Nombre d’entreprises opérant dans le domaine énergétique à cause de la main mise des constituants sur le secteur à travers l’article 13 de la constitution ?
La Tunisie a besoins du vote des lois économiques en suspends aujourd’hui. Dans le secteur énergétique, nous avons beaucoup de problèmes liés principalement à la balance commerciale. Le poids le plus lourd que nous supportons est celui lié au déficit énergétique. Nous importons pour 1,1 milliards de $ par an en pétrole avec un payement cash et en devises. Cela nous nuit à différents niveaux. Parmi les lois que pourront soulager la balance commerciale et nos provisions en devises, celles se rapportant aux énergies renouvelables.
La loi des Finances complémentaires soulève beaucoup d’inquiétude chez les uns et les autres ? Comment préserver un secteur privé malmené depuis 3 ans dans le cadre de cette loi.
La Loi des Finances complémentaires est conçue par rapport à une loi des Finances initiale qui n’arrive pas à boucler son budget. Il faut trouver un supplément de recettes et pour cela il faut un cadre incitatif. C’est une loi où l’Etat déploie un véritable effort pour soutenir l’économie. Elle exprime les orientations économiques du gouvernement et préserve les couches sociales faibles, elle simplifie les procédures administratives et fiscales également. C’est une loi où il y aune vision qui permettre de construire pour les prochaines lois.
Nous ambitionnons à travers cette loi de rééquilibrer notre budget, ramener le déficit budgétaire à des niveaux acceptables et ne pas l’aggraver. Dans la première loi des Finances, il y a des taxes qui n’ont pas été prises en considération, le taux de croissance était estimé à 3,5% alors que nous savons aujourd’hui qu’il nous faut déployer beaucoup d’efforts pour atteindre les 2,8% de croissance d’ici fin 2014. Nous souffrons d’un manque de 2,5 de milliards de dinars qui devaient être disponibles dans le budget initial et ne le sont pas, c’est ce qui s’appelle un décalage de trésorerie. Nous devons trouver les moyens de trouver 1,4 milliards de $ de plus car un milliard est presqu’acquis grâce aux prêts contractés auprès du FMI, de la banque mondiale et de la Turquie, de la garantie US ou des prêt de l’Union européenne. Les besoins de financements de supplémentaires sont un autre point enregistré pour l’année en cours et pour finir le budget de l’Etat 2014 était très optimiste et surtout pour ce qui est de la valeur des biens confisqués.
Tout cela fait que nous avons besoins de plus de moyens financiers pour boucler le budget de l’Etat.
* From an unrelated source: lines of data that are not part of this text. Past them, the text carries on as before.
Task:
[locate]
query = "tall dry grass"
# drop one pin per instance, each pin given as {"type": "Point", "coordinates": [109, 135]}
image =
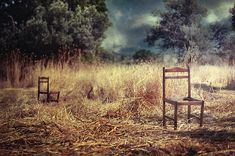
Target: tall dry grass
{"type": "Point", "coordinates": [116, 89]}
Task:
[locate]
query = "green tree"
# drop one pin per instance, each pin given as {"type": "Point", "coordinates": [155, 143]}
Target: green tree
{"type": "Point", "coordinates": [168, 33]}
{"type": "Point", "coordinates": [43, 28]}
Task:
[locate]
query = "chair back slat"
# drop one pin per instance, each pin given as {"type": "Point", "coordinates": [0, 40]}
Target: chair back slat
{"type": "Point", "coordinates": [176, 77]}
{"type": "Point", "coordinates": [176, 70]}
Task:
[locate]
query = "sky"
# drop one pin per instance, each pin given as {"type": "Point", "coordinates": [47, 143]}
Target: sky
{"type": "Point", "coordinates": [132, 20]}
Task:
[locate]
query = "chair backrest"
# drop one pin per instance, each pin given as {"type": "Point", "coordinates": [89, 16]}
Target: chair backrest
{"type": "Point", "coordinates": [176, 70]}
{"type": "Point", "coordinates": [43, 80]}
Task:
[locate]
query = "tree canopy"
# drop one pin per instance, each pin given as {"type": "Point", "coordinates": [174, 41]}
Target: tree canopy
{"type": "Point", "coordinates": [41, 28]}
{"type": "Point", "coordinates": [175, 24]}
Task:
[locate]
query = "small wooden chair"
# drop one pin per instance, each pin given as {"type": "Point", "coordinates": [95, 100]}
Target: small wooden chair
{"type": "Point", "coordinates": [188, 101]}
{"type": "Point", "coordinates": [49, 94]}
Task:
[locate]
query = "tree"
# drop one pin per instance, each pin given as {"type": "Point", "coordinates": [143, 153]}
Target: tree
{"type": "Point", "coordinates": [169, 33]}
{"type": "Point", "coordinates": [45, 28]}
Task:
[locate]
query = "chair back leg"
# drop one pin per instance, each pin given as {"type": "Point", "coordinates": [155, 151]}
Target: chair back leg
{"type": "Point", "coordinates": [175, 116]}
{"type": "Point", "coordinates": [201, 115]}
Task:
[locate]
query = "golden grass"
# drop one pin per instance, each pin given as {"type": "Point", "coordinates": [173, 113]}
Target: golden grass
{"type": "Point", "coordinates": [114, 109]}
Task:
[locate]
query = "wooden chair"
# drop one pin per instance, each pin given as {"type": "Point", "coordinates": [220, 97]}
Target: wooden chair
{"type": "Point", "coordinates": [49, 94]}
{"type": "Point", "coordinates": [188, 101]}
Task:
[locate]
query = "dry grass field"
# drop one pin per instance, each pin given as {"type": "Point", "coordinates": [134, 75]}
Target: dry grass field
{"type": "Point", "coordinates": [115, 110]}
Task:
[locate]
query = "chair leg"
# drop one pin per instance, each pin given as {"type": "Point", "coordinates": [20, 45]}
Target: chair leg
{"type": "Point", "coordinates": [58, 96]}
{"type": "Point", "coordinates": [164, 113]}
{"type": "Point", "coordinates": [189, 113]}
{"type": "Point", "coordinates": [175, 117]}
{"type": "Point", "coordinates": [201, 115]}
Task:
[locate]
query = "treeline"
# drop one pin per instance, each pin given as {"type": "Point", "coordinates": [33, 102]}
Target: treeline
{"type": "Point", "coordinates": [184, 29]}
{"type": "Point", "coordinates": [52, 29]}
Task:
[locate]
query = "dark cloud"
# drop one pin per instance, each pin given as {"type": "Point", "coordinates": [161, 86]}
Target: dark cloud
{"type": "Point", "coordinates": [132, 19]}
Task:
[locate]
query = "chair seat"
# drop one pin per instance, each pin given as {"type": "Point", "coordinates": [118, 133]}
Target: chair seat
{"type": "Point", "coordinates": [183, 101]}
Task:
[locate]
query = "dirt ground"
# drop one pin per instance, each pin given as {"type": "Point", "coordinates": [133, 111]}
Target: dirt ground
{"type": "Point", "coordinates": [22, 132]}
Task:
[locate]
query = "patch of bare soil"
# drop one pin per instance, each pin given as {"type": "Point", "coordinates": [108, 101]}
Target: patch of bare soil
{"type": "Point", "coordinates": [114, 136]}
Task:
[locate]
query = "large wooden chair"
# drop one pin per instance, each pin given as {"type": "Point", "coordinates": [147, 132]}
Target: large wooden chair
{"type": "Point", "coordinates": [176, 102]}
{"type": "Point", "coordinates": [49, 94]}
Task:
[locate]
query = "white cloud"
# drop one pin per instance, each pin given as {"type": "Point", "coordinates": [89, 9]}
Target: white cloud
{"type": "Point", "coordinates": [145, 19]}
{"type": "Point", "coordinates": [114, 40]}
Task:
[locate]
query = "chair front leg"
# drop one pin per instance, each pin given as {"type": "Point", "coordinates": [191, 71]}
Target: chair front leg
{"type": "Point", "coordinates": [189, 113]}
{"type": "Point", "coordinates": [164, 113]}
{"type": "Point", "coordinates": [201, 115]}
{"type": "Point", "coordinates": [175, 116]}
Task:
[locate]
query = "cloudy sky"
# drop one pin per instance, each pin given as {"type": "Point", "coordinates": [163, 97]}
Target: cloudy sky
{"type": "Point", "coordinates": [132, 19]}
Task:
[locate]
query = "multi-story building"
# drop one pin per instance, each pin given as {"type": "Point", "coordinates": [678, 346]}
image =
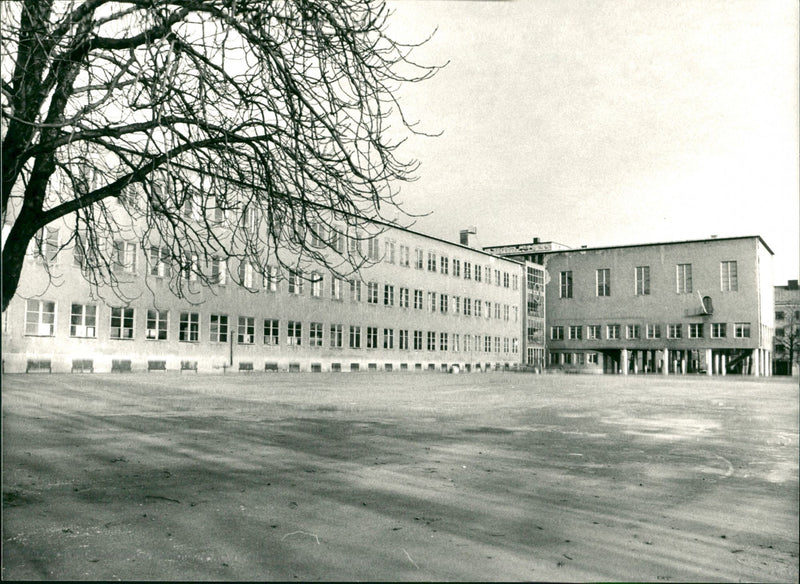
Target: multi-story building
{"type": "Point", "coordinates": [787, 329]}
{"type": "Point", "coordinates": [690, 306]}
{"type": "Point", "coordinates": [419, 303]}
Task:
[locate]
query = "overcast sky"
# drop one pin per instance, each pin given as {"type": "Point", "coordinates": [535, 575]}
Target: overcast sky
{"type": "Point", "coordinates": [607, 122]}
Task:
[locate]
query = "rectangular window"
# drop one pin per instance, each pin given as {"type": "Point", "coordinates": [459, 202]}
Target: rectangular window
{"type": "Point", "coordinates": [272, 331]}
{"type": "Point", "coordinates": [294, 333]}
{"type": "Point", "coordinates": [372, 292]}
{"type": "Point", "coordinates": [403, 340]}
{"type": "Point", "coordinates": [388, 295]}
{"type": "Point", "coordinates": [218, 329]}
{"type": "Point", "coordinates": [642, 280]}
{"type": "Point", "coordinates": [565, 285]}
{"type": "Point", "coordinates": [40, 318]}
{"type": "Point", "coordinates": [83, 321]}
{"type": "Point", "coordinates": [246, 334]}
{"type": "Point", "coordinates": [604, 282]}
{"type": "Point", "coordinates": [355, 337]}
{"type": "Point", "coordinates": [336, 336]}
{"type": "Point", "coordinates": [315, 334]}
{"type": "Point", "coordinates": [157, 324]}
{"type": "Point", "coordinates": [683, 278]}
{"type": "Point", "coordinates": [189, 327]}
{"type": "Point", "coordinates": [355, 290]}
{"type": "Point", "coordinates": [728, 277]}
{"type": "Point", "coordinates": [372, 337]}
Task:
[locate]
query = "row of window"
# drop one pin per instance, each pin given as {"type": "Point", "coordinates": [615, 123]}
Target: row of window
{"type": "Point", "coordinates": [697, 330]}
{"type": "Point", "coordinates": [728, 280]}
{"type": "Point", "coordinates": [40, 321]}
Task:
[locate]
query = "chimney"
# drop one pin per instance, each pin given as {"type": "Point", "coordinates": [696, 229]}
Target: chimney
{"type": "Point", "coordinates": [467, 236]}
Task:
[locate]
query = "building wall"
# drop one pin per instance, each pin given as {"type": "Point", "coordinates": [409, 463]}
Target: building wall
{"type": "Point", "coordinates": [66, 286]}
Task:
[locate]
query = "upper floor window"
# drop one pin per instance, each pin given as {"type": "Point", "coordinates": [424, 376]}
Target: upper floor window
{"type": "Point", "coordinates": [683, 278]}
{"type": "Point", "coordinates": [604, 282]}
{"type": "Point", "coordinates": [728, 277]}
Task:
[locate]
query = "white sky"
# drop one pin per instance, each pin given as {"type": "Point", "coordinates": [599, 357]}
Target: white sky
{"type": "Point", "coordinates": [607, 122]}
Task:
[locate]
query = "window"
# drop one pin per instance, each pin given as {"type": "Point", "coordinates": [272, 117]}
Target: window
{"type": "Point", "coordinates": [159, 261]}
{"type": "Point", "coordinates": [219, 273]}
{"type": "Point", "coordinates": [124, 256]}
{"type": "Point", "coordinates": [189, 327]}
{"type": "Point", "coordinates": [218, 329]}
{"type": "Point", "coordinates": [316, 284]}
{"type": "Point", "coordinates": [403, 297]}
{"type": "Point", "coordinates": [403, 340]}
{"type": "Point", "coordinates": [295, 282]}
{"type": "Point", "coordinates": [355, 290]}
{"type": "Point", "coordinates": [372, 292]}
{"type": "Point", "coordinates": [83, 321]}
{"type": "Point", "coordinates": [355, 337]}
{"type": "Point", "coordinates": [272, 331]}
{"type": "Point", "coordinates": [604, 282]}
{"type": "Point", "coordinates": [431, 261]}
{"type": "Point", "coordinates": [431, 341]}
{"type": "Point", "coordinates": [372, 337]}
{"type": "Point", "coordinates": [294, 332]}
{"type": "Point", "coordinates": [157, 324]}
{"type": "Point", "coordinates": [336, 288]}
{"type": "Point", "coordinates": [565, 285]}
{"type": "Point", "coordinates": [642, 280]}
{"type": "Point", "coordinates": [40, 318]}
{"type": "Point", "coordinates": [728, 277]}
{"type": "Point", "coordinates": [336, 336]}
{"type": "Point", "coordinates": [683, 278]}
{"type": "Point", "coordinates": [388, 295]}
{"type": "Point", "coordinates": [315, 334]}
{"type": "Point", "coordinates": [247, 330]}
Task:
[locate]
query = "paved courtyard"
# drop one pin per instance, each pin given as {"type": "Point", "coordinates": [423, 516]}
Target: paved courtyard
{"type": "Point", "coordinates": [496, 476]}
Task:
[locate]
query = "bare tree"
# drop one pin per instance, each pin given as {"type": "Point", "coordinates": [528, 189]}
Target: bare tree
{"type": "Point", "coordinates": [205, 130]}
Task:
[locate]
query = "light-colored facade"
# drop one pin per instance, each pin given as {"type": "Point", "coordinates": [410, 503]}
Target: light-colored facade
{"type": "Point", "coordinates": [422, 304]}
{"type": "Point", "coordinates": [684, 307]}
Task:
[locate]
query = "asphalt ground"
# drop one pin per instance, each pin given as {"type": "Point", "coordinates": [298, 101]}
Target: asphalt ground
{"type": "Point", "coordinates": [399, 476]}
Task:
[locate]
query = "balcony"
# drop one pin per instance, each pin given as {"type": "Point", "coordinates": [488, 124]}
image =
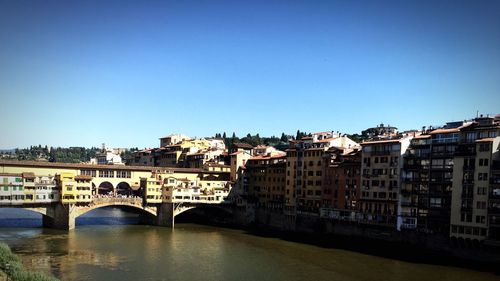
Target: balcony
{"type": "Point", "coordinates": [495, 166]}
{"type": "Point", "coordinates": [494, 211]}
{"type": "Point", "coordinates": [495, 194]}
{"type": "Point", "coordinates": [468, 168]}
{"type": "Point", "coordinates": [466, 209]}
{"type": "Point", "coordinates": [465, 150]}
{"type": "Point", "coordinates": [467, 195]}
{"type": "Point", "coordinates": [408, 204]}
{"type": "Point", "coordinates": [468, 181]}
{"type": "Point", "coordinates": [381, 153]}
{"type": "Point", "coordinates": [406, 192]}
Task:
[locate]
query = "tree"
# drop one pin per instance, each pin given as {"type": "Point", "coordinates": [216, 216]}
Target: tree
{"type": "Point", "coordinates": [283, 137]}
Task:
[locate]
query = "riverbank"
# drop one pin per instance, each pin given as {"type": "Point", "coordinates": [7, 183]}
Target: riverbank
{"type": "Point", "coordinates": [423, 250]}
{"type": "Point", "coordinates": [11, 268]}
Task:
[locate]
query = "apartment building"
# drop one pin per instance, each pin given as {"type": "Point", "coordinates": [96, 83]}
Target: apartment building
{"type": "Point", "coordinates": [74, 188]}
{"type": "Point", "coordinates": [341, 182]}
{"type": "Point", "coordinates": [427, 178]}
{"type": "Point", "coordinates": [304, 172]}
{"type": "Point", "coordinates": [382, 161]}
{"type": "Point", "coordinates": [265, 177]}
{"type": "Point", "coordinates": [475, 208]}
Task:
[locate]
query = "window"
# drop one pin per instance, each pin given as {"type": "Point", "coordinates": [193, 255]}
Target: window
{"type": "Point", "coordinates": [481, 190]}
{"type": "Point", "coordinates": [483, 162]}
{"type": "Point", "coordinates": [481, 205]}
{"type": "Point", "coordinates": [484, 147]}
{"type": "Point", "coordinates": [436, 202]}
{"type": "Point", "coordinates": [482, 176]}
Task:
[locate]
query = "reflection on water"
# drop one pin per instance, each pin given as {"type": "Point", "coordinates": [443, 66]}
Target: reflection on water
{"type": "Point", "coordinates": [193, 252]}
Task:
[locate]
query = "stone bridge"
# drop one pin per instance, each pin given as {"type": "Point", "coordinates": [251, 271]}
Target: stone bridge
{"type": "Point", "coordinates": [63, 216]}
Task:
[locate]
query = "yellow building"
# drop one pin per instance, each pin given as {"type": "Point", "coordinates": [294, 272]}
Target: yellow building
{"type": "Point", "coordinates": [152, 188]}
{"type": "Point", "coordinates": [29, 187]}
{"type": "Point", "coordinates": [74, 188]}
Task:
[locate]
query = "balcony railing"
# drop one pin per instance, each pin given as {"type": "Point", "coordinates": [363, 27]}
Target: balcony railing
{"type": "Point", "coordinates": [494, 211]}
{"type": "Point", "coordinates": [465, 150]}
{"type": "Point", "coordinates": [469, 167]}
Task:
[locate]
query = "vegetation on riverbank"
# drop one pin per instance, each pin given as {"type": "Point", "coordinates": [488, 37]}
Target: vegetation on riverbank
{"type": "Point", "coordinates": [12, 267]}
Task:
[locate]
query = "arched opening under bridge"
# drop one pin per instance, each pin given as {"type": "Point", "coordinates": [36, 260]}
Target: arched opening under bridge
{"type": "Point", "coordinates": [105, 188]}
{"type": "Point", "coordinates": [114, 215]}
{"type": "Point", "coordinates": [21, 217]}
{"type": "Point", "coordinates": [205, 214]}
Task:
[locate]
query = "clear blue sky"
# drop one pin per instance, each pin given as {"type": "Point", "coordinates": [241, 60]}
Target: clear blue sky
{"type": "Point", "coordinates": [128, 72]}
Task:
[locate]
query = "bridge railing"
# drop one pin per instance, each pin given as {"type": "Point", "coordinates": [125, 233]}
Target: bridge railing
{"type": "Point", "coordinates": [117, 200]}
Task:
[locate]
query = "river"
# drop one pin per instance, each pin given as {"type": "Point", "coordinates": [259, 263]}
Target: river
{"type": "Point", "coordinates": [106, 245]}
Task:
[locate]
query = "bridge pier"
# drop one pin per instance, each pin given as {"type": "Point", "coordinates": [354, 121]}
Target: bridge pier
{"type": "Point", "coordinates": [165, 215]}
{"type": "Point", "coordinates": [60, 216]}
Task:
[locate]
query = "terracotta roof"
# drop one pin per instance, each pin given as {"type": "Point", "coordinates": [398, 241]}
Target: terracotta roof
{"type": "Point", "coordinates": [261, 157]}
{"type": "Point", "coordinates": [451, 130]}
{"type": "Point", "coordinates": [83, 177]}
{"type": "Point", "coordinates": [99, 167]}
{"type": "Point", "coordinates": [485, 140]}
{"type": "Point", "coordinates": [29, 175]}
{"type": "Point", "coordinates": [242, 145]}
{"type": "Point", "coordinates": [380, 141]}
{"type": "Point", "coordinates": [445, 131]}
{"type": "Point", "coordinates": [327, 140]}
{"type": "Point", "coordinates": [10, 175]}
{"type": "Point", "coordinates": [422, 137]}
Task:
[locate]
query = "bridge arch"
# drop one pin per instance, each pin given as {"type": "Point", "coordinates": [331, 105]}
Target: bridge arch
{"type": "Point", "coordinates": [180, 208]}
{"type": "Point", "coordinates": [84, 210]}
{"type": "Point", "coordinates": [123, 188]}
{"type": "Point", "coordinates": [105, 188]}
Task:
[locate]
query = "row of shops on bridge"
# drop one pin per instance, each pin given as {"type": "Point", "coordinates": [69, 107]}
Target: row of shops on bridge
{"type": "Point", "coordinates": [155, 187]}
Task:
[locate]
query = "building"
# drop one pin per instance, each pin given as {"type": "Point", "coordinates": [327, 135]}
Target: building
{"type": "Point", "coordinates": [341, 183]}
{"type": "Point", "coordinates": [475, 207]}
{"type": "Point", "coordinates": [173, 139]}
{"type": "Point", "coordinates": [304, 172]}
{"type": "Point", "coordinates": [108, 157]}
{"type": "Point", "coordinates": [382, 161]}
{"type": "Point", "coordinates": [265, 178]}
{"type": "Point", "coordinates": [74, 188]}
{"type": "Point", "coordinates": [427, 178]}
{"type": "Point", "coordinates": [12, 189]}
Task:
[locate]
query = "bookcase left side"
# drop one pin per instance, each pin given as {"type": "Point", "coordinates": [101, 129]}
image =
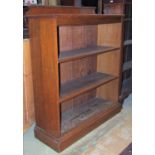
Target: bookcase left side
{"type": "Point", "coordinates": [44, 45]}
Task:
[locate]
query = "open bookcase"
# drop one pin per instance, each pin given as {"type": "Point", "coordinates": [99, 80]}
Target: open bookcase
{"type": "Point", "coordinates": [76, 63]}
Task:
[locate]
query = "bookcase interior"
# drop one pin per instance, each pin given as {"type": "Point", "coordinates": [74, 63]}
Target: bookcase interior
{"type": "Point", "coordinates": [89, 57]}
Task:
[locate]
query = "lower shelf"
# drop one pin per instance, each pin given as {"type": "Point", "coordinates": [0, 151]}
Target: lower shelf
{"type": "Point", "coordinates": [74, 117]}
{"type": "Point", "coordinates": [62, 142]}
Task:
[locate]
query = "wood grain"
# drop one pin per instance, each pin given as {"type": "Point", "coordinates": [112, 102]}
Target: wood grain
{"type": "Point", "coordinates": [45, 74]}
{"type": "Point", "coordinates": [28, 100]}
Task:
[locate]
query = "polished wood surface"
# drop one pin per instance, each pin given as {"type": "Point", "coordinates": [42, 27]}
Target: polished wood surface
{"type": "Point", "coordinates": [71, 2]}
{"type": "Point", "coordinates": [68, 87]}
{"type": "Point", "coordinates": [29, 117]}
{"type": "Point", "coordinates": [36, 10]}
{"type": "Point", "coordinates": [45, 74]}
{"type": "Point", "coordinates": [28, 101]}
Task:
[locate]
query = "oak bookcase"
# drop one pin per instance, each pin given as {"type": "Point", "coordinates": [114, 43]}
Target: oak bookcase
{"type": "Point", "coordinates": [76, 66]}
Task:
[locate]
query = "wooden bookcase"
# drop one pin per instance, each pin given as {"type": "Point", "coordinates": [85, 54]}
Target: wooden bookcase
{"type": "Point", "coordinates": [123, 7]}
{"type": "Point", "coordinates": [76, 66]}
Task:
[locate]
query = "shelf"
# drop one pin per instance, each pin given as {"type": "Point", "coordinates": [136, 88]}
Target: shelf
{"type": "Point", "coordinates": [127, 65]}
{"type": "Point", "coordinates": [81, 85]}
{"type": "Point", "coordinates": [128, 19]}
{"type": "Point", "coordinates": [127, 42]}
{"type": "Point", "coordinates": [83, 52]}
{"type": "Point", "coordinates": [83, 114]}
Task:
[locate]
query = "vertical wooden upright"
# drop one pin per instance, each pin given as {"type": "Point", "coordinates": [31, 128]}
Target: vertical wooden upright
{"type": "Point", "coordinates": [45, 74]}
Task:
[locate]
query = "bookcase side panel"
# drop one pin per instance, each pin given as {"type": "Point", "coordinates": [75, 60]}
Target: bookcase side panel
{"type": "Point", "coordinates": [110, 34]}
{"type": "Point", "coordinates": [43, 34]}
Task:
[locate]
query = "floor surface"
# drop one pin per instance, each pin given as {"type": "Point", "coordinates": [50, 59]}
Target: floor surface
{"type": "Point", "coordinates": [110, 138]}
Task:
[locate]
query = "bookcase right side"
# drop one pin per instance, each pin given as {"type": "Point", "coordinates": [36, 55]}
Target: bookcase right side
{"type": "Point", "coordinates": [110, 62]}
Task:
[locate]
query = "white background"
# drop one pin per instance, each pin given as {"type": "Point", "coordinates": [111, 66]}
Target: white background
{"type": "Point", "coordinates": [11, 77]}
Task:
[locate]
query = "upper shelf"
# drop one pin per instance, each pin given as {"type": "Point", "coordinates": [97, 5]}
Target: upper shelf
{"type": "Point", "coordinates": [81, 85]}
{"type": "Point", "coordinates": [84, 52]}
{"type": "Point", "coordinates": [80, 19]}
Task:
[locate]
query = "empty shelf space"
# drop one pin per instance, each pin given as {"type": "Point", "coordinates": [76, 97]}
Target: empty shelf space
{"type": "Point", "coordinates": [127, 42]}
{"type": "Point", "coordinates": [83, 52]}
{"type": "Point", "coordinates": [127, 65]}
{"type": "Point", "coordinates": [83, 114]}
{"type": "Point", "coordinates": [78, 86]}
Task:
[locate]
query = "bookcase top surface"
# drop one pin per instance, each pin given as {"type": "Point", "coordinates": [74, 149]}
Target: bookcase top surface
{"type": "Point", "coordinates": [78, 19]}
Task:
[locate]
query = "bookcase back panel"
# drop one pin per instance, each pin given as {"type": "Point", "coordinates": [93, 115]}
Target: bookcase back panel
{"type": "Point", "coordinates": [109, 91]}
{"type": "Point", "coordinates": [109, 63]}
{"type": "Point", "coordinates": [87, 106]}
{"type": "Point", "coordinates": [76, 37]}
{"type": "Point", "coordinates": [76, 69]}
{"type": "Point", "coordinates": [110, 34]}
{"type": "Point", "coordinates": [76, 102]}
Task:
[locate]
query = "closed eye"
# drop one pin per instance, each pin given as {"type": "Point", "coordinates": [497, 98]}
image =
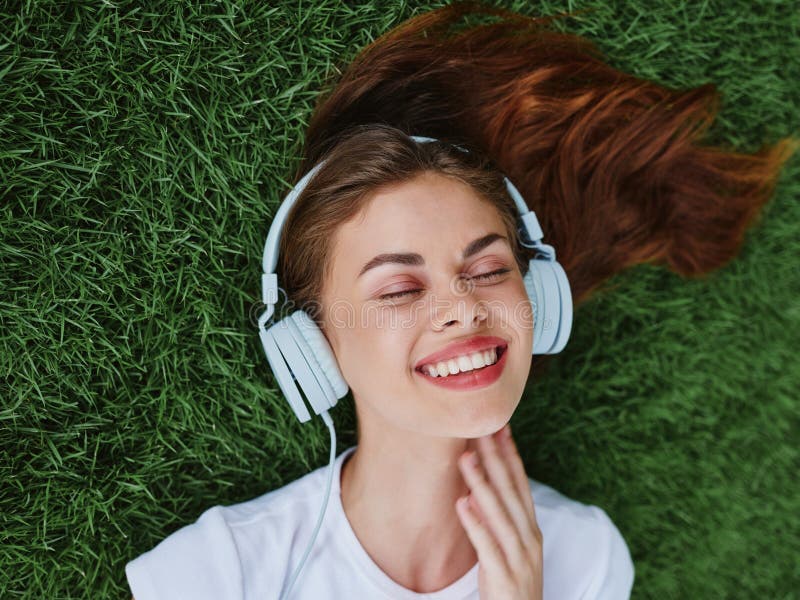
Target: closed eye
{"type": "Point", "coordinates": [482, 276]}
On parle d’un montant qui tourne autour de 13 milliards de dinars alors que le déficit prévu initialement était de l’ordre de plus de 7,8 milliards de dinars. Il y a un gap de 5 milliards de dinars en plus. Nous avons un déficit prévu de 6,9 % pour l’année 2014, si nous ne faisons rien aujourd’hui, si nous ne prenons aucune mesure, s’il n y a pas d’incitations, nous risquons un déficit de 9,9% pour l’année prochaine. C’est un déficit qui ne sera ni toléré par le budget de l’Etat, ni par les bailleurs de fonds et nous irons droit au mur. Il faut ramener ce déficit à des taux tolérables pour rétablir la confiance en notre pays.